Question 2: [20 pts] Effect of Node Size in Random Forests

In this question, we will conduct a small simulation study to analyze the effect of the nodesize parameter in random forests. This is a regression problem, and you should still use the ranger package to complete this question. Do the following:

a). [15 pts] Set up a simulation study to evaluate the prediction performance of random forests. Refer to our previous homework for ideas of simulation. Use the following settings:

• Repeat the simulation nsim = 200 times.
  
• Generate training and testing data using the code provided below. You should only generate the testing data once, and keep it fixed for all simulations. The training data should be generated fresh for each simulation.
• Use mtry = 1 and number of trees = 500 for all simulations.
  
• Consider a grid of terminal node size values: c(10, 20, 30, 40, 50, 60).
  
• Keep all other parameters at their default values.
• For each setting, compute the averaged Bias\(^2\) and Variance across all simulations. To do this, you record the prediction for each test observation across all simulations, then compute the Bias\(^2\) and Variance for each test observation, and finally average them across all test observations.

  library(MASS)
  n = 300
  set.seed(546)
  
  # fix this set of testing data for all simulations
  testx = mvrnorm(n, c(0, 0), matrix(c(1, 0.5, 0.5, 1), 2, 2))  
  
  # generate training data within each simulation
  trainx = mvrnorm(n, c(0, 0), matrix(c(1, 0.5, 0.5, 1), 2, 2))
  trainy = rnorm(n, mean = trainx[,1] + trainx[,2])

b). [5 pts] Plot the averaged Bias\(^2\) and Variance against the grid of nodesize values. Provide a brief discussion of the results in terms of how nodesize affects the Bias-Variance trade-off in random forests.

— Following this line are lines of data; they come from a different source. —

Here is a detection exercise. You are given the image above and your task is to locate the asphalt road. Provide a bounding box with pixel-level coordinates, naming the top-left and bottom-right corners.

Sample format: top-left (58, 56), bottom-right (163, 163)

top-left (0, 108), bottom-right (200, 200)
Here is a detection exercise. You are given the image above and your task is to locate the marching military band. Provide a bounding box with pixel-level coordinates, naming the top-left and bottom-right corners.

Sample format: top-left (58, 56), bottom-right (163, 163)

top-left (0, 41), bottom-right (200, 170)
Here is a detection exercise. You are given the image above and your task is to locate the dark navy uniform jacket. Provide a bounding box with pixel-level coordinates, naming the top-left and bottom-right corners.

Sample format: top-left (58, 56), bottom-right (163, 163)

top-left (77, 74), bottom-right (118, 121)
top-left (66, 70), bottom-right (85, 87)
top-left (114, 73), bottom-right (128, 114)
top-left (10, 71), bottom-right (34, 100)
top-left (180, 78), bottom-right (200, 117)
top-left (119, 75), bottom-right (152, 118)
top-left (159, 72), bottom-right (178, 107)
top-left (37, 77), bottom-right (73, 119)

Question 3: [30 pts] Using xgboost for MNIST

In this question, we will use the xgboost package to perform multi-class classification on the MNIST dataset. The data can be obtained from HW5. You should use the first 1000 observations as the training and the rest as the testing data, including all digits (0–9), and no PCA is required.

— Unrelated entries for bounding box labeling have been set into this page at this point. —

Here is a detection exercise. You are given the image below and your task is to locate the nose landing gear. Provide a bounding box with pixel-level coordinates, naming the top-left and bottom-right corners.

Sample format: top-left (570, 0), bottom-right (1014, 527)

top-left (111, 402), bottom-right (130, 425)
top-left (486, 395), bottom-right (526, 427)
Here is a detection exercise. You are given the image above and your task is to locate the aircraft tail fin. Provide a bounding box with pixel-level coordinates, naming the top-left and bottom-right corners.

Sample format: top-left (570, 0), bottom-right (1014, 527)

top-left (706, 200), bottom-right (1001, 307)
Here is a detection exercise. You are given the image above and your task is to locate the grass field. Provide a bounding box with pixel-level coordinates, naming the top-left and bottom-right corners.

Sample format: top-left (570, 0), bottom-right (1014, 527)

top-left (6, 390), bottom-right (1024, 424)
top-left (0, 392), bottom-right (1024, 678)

a). [10 pts] Use the xgboost function to fit the MNIST training data. Specify the following and report the testing error rate and the confusion matrix.

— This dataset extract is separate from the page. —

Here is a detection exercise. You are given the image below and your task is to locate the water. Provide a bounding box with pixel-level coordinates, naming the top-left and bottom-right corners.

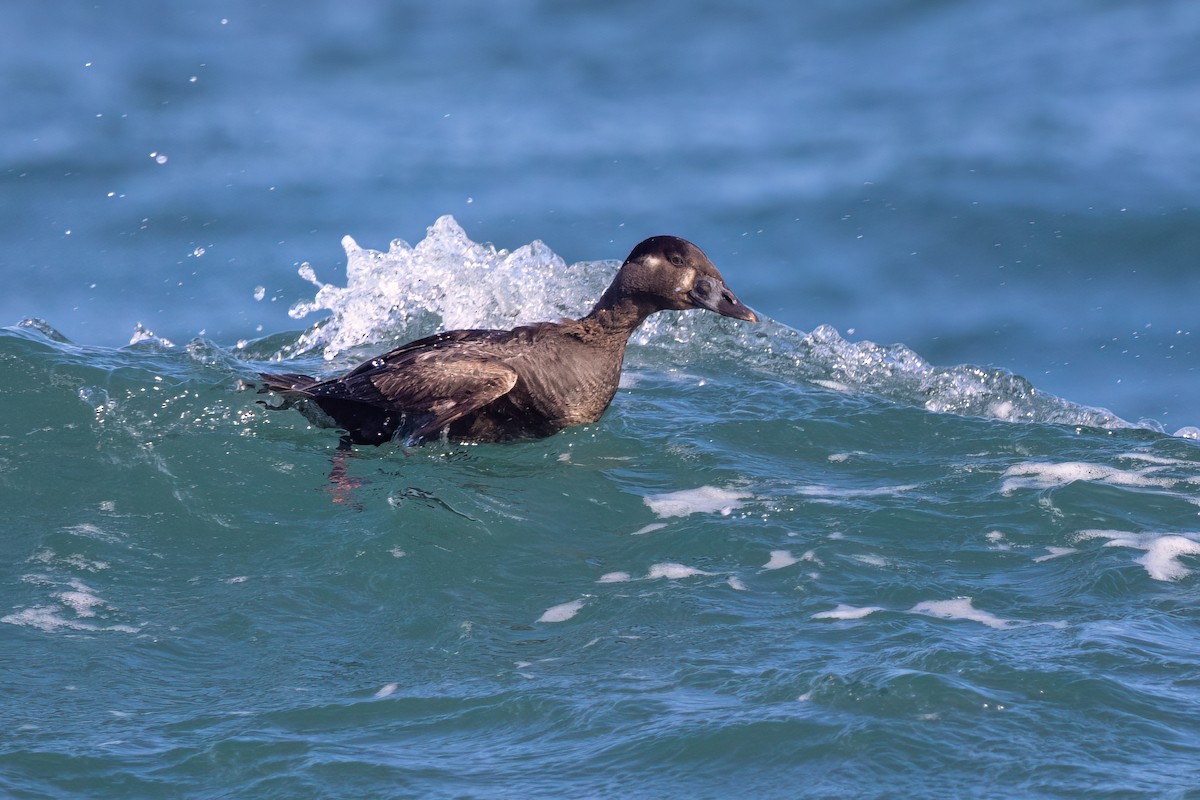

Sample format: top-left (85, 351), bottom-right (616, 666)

top-left (7, 1), bottom-right (1200, 798)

• Use objective = "multi:softmax" to handle multi-class classification.
• Set num_class = 10 for the number of classes.
• Use the tree booster: booster = "gbtree".
• Set the following tuning parameters:
  • eta = 0.5 (learning rate)
  • max_depth = 2 (maximum tree depth)
  • nrounds = 50 (number of boosting iterations)

b). [15 pts] The model fits with 50 (trees) sequentially. However, you can produce your prediction using just a limited number of trees. This can be controlled using the iterationrange argument in the predict() function. Plot your prediction error vs. number of trees. Comment on your results. The way to specify iterationrange can be found at page 17 of https://cran.r-project.org/web/packages/xgboost/xgboost.pdf

c). [10 pts] Tune your parameters of eta and max_depth to see if you can improve the performance.

• For computational efficiency, consider just three values of eta and three values of max_depth.
• For each tuning combination of eta and max_depth, obtain the best number of iterationrange for predicting the testing data. This is not a cross-validation, its just predicting the testing data.
• Report the best tuning of eta and max_depth and the corresponding testing error.